I get the code to run on inputs of a specific form at some point in time. I verify that it works through the ultimate systems test — loss on a properly constructed validation set. And I move on.
The constraints of the problem are usually such that we don’t expect to have to do frequent, major changes. And even if we make a change, the code will still likely have to serve a single purpose, solve just the problem at hand.
The reason that I don’t expect the code to change much or often means manual testing might be enough. But what about writing a library? One that can be used in ways we can barely foresee? Or writing an application to address the needs of a living, evolving organization?
Today we write a training loop to be used on tabular data, but a month from now our boss tells us that Department X needs to also train on images. What now? Oh, BTW, your colleagues from 1st floor need to train on tabular data, but from a relational database, not csvs.
This changes the situation completely.
Scenario 2 — writing code that evolves over time and is used in unforeseen contexts
The fact that code on a long running project will change is the main reason for automated testing. Whenever you make a change, you need to test.
Adding new functionality is a source of entropy in your codebase. To fight it, you refactor. You cannot refactor without tests. As a consequence, without testing your application falls apart. And the reason for making an investment into automating tests is to lower the costs over time.
This situation is exactly the same as it would be for any other type of code and ML code is not unique in this regard.
But coming back to the topic at hand —are there any other reasons for testing reusable code?
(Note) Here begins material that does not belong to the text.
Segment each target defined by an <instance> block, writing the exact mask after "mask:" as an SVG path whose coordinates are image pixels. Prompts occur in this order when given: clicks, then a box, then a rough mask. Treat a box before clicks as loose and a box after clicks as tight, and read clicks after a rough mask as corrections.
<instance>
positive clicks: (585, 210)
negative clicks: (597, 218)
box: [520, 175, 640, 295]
Turns out the very features that will make your code easy to test are the same ones that make it extendable and composable! If you write your code in a way to achieve the primary purpose, you get the secondary benefit for free.
If you would like to learn more about the technical aspects of testing, here is a great conference talk on this subject.
Scenario 3 — writing code that affects lives
Whatever the code is, whoever writes it, code that has life impacting potential should be thoroughly tested. We probably not only should test that the code functions properly and will function properly in the wild, but as algorithms start playing a more and more significant role in how our society functions, we might also need to start testing the impact code changes will have on the surrounding world.
If youtube is pushing a change to its recommendation algorithm that will drive engagement (and ad revenue) but will do so by promoting conspiracy videos, should it test the impact on society? Yes. There is no absolution through the fact of not having considered something. The more powerful algorithms become in shaping our reality, the more responsibility we as the authors need to take. You cannot be driven by profit and say you are agnostic to the impact that you are having. That is the definition of an externality. Whether a corporation destroys an ecosystem by dumping waste into a river, or poisons people’s minds through promoting malicious content, the end result is the same.